Metadata is an important part of the publishing sector. It’s the key information about publishers’ products – from titles, ISBNs, cover images, publication dates and prices, to richer information like abstracts or summaries, author bios, open access licenses and details of distribution arrangements. It encompasses bibliographic information about the book itself, but also the vital marketing collateral and commercial arrangements. Metadata is often communicated via ONIX, a standard data file format that publishers, retailers, libraries and intermediaries use across many countries. If you’re unfamiliar with ONIX, there’s a 15-minute briefing video available at https://tinyurl.com/3eyy3a9f. 

EDItEUR is a member-supported independent trade association and standards body that’s best known for developing, supporting and promoting the ONIX and Thema standards, ensuring our ‘metadata supply chain’ remains based on free-to-use, open standards. The latest versions of its standards specifications can be found on the EDItEUR website https://www.editeur.org/. 

 

Last time, I introduced ONIX, the most widely adopted of EDItEUR’s standards. It provides an international and multilingual framework for metadata describing books, other book-like products and some other product types that flow along the book supply chain. 

Few publishers or resellers will adopt a standard like ONIX simply because it is ‘a standard’. EDItEUR takes the view that any standard has to solve real-world business problems. So what are the benefits of adopting ONIX broadly across the book supply chain? 

On the one hand it’s simple: it’s about reducing the costs of duplicated data entry and data processing, via automated communication and data sharing within a publishing organization and across the supply chain. Adopting ONIX encourages data interoperability across diverse IT systems, enabling the growth of an ecosystem of off-the-shelf product management software. ONIX provides the opportunity to develop robust business processes for the creation and maintenance of metadata, and thus it builds a foundation for excellent metadata quality and consistency – and metadata accuracy, consistency and timeliness in turn promote a growth in sales. 

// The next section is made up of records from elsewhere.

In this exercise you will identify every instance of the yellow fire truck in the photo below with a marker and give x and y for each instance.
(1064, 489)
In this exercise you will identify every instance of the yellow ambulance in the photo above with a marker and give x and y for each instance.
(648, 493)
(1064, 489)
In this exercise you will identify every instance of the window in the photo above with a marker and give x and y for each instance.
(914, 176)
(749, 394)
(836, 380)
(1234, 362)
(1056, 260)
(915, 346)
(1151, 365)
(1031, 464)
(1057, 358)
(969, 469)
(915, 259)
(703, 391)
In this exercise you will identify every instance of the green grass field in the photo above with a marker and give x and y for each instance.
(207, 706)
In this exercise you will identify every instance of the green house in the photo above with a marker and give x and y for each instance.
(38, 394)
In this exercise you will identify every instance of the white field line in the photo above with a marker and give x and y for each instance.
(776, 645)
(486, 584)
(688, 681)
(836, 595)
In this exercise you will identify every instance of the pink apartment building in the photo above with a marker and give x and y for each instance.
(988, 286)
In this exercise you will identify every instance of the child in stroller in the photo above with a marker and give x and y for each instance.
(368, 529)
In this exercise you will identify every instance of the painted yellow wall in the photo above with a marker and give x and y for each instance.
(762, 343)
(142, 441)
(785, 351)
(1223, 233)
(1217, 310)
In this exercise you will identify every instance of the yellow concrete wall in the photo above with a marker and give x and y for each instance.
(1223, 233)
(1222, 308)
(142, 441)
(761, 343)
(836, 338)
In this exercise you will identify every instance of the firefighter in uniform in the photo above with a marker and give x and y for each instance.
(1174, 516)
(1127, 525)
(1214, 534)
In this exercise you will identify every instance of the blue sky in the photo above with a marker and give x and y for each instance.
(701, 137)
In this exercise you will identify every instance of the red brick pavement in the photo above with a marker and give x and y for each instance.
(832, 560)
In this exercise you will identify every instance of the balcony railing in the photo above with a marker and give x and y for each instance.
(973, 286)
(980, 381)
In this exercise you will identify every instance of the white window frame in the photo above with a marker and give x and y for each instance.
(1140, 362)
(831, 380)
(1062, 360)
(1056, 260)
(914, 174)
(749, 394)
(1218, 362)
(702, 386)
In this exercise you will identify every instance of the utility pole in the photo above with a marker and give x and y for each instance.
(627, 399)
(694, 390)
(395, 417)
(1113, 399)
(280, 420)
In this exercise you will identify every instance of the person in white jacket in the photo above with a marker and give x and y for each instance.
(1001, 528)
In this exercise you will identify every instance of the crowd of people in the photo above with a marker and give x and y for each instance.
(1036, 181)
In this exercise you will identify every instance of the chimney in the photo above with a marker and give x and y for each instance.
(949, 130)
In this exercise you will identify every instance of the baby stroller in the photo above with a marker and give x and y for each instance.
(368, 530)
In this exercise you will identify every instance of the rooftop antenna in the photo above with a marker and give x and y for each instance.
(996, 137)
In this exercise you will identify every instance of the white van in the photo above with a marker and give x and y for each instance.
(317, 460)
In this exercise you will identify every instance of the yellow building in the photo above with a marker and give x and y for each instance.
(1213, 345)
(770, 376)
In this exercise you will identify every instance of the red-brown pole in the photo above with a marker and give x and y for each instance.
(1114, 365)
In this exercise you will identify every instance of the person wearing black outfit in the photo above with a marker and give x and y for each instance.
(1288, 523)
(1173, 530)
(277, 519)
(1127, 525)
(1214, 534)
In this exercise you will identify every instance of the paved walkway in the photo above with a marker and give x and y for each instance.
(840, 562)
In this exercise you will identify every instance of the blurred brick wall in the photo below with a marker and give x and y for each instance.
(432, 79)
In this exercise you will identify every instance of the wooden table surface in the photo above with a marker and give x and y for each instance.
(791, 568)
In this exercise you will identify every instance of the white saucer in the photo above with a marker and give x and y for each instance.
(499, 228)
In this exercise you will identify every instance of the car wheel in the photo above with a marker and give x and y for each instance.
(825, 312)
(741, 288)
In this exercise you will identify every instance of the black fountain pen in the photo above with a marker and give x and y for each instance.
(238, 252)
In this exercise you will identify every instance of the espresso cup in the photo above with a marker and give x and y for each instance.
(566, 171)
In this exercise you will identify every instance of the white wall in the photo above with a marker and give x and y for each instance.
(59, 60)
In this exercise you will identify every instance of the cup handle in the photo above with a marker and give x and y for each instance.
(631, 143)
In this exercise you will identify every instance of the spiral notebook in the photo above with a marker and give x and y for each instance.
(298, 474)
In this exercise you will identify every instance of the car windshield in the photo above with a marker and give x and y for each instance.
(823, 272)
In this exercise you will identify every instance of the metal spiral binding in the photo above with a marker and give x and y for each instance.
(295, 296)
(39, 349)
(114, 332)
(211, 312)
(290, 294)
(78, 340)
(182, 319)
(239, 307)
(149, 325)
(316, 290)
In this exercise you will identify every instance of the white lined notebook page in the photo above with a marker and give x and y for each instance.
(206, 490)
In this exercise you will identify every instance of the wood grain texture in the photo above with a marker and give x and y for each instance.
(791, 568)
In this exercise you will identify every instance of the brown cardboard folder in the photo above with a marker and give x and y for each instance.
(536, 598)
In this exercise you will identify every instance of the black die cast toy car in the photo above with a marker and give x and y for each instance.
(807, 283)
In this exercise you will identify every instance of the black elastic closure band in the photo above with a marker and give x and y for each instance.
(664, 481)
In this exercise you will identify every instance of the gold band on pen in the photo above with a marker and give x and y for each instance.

So – reduced costs and boosted sales. But beyond that, ONIX has a truly international approach, suitable for use across geographies, languages, scripts, currencies, and for all types of books, whether digital or physical, for audio, and for many other book-related product types. 

Having a widely adopted global standard also promotes a common understanding of metadata concepts and an accepted industry-wide lexicon, understood at the points of creation and of use. That consistent and stable understanding of the metadata reduces change management issues and promotes staff availability. EDItEUR’s robust governance provides continuity and protects investments in metadata, systems and staff training. 

  

ONIX is created and supported by expert practitioners, whether EDItEUR staff or EDItEUR members, and the standard both informs and is informed by national and international consensus and metadata best practices. 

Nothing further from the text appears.